Shonta Chaloux, 38, grew up on the San Pasqual Indian Reservation. He has served in tribal administrative positions and is a descendant of San Pasqual people — but he is not a formal member of the tribe. Chaloux is one of about 150 people, often called “lineals,” who were born to tribal members but don’t have sufficient “blood of the band” to belong in the tribe. San Pasqual laws say that only people with one-eighth San Pasqual Indian blood can be enrolled.
The 200-member San Pasqual Band of Mission Indians owns the Valley View Casino and Hotel in Valley Center.
Membership in the tribe means people are eligible to vote in tribal elections, run for tribal office and receive tribal benefits, including casino stipends of about $8,000 a month.
Chaloux, who prefers to be called a “direct descendant” rather than lineal (a term he considers derogatory), said what matters to him is having a voice in his tribe’s affairs.
“Imagine being a part of a city and a community for so many years and walking into a city hall meeting because something is going to affect your neighborhood and they tell you, ‘you can’t come in,’” Chaloux said. “Your vote, your voice don’t matter. You’re an illegal. That’s essentially what they are telling us.”
With the help and financial assistance of some enrolled tribal members, Chaloux and others like him have hired a lawyer to help them gather documents and enroll in the tribe. They say that errors in the records have caused their blood status to be calculated incorrectly.
If those errors are corrected, many of the group will be eligible to be admitted into the tribe, Chaloux said.
Disputes about who belongs in American Indian tribes have gained much attention recently, but many of the disputes have been going on for years, even decades. They often trace their roots to incomplete and inconsistent records kept by tribes and the federal government.

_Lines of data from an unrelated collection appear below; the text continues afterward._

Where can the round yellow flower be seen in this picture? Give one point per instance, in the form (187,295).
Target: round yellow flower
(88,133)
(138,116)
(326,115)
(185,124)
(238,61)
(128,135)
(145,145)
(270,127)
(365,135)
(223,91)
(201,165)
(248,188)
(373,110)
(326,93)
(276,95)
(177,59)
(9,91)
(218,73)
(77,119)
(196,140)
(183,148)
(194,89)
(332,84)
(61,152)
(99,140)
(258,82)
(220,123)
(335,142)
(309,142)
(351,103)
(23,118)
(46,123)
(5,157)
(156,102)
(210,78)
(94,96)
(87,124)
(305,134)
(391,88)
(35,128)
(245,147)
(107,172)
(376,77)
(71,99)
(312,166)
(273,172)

In San Pasqual, the group that wants into the tribe says that records have been manipulated to enroll some individuals and exclude others.
Huumaay Quiquis, an enrolled San Pasqual tribal member, is helping the group in their efforts. He and others say that the tribe’s chairman, Allen Lawson, does not belong in San Pasqual but has helped other families enroll.
Last year, Quisquis filed an enrollment challenge with the tribe’s enrollment committee, saying the chairman and his family are the descendants of people who were not from San Pasqual and should be removed from the tribe.
The enrollment challenge, signed by Quisquis and nine other tribal members, alleges that Lawson is the descendant of Frank Trask, a white man who was hired to be caretaker of the San Pasqual reservation in 1910, and his wife, Leonora LaChappa, an Indian woman from the Mesa Grande tribe.
Lawson declined a request for an interview.
“That’s their opinion, and they have a right to speak,” Lawson said regarding the enrollment challenge. “I have nothing to say about it.”
Quisquis said the enrollment committee told him it could do nothing about the challenge because the tribe has a moratorium on all enrollment and disenrollment matters.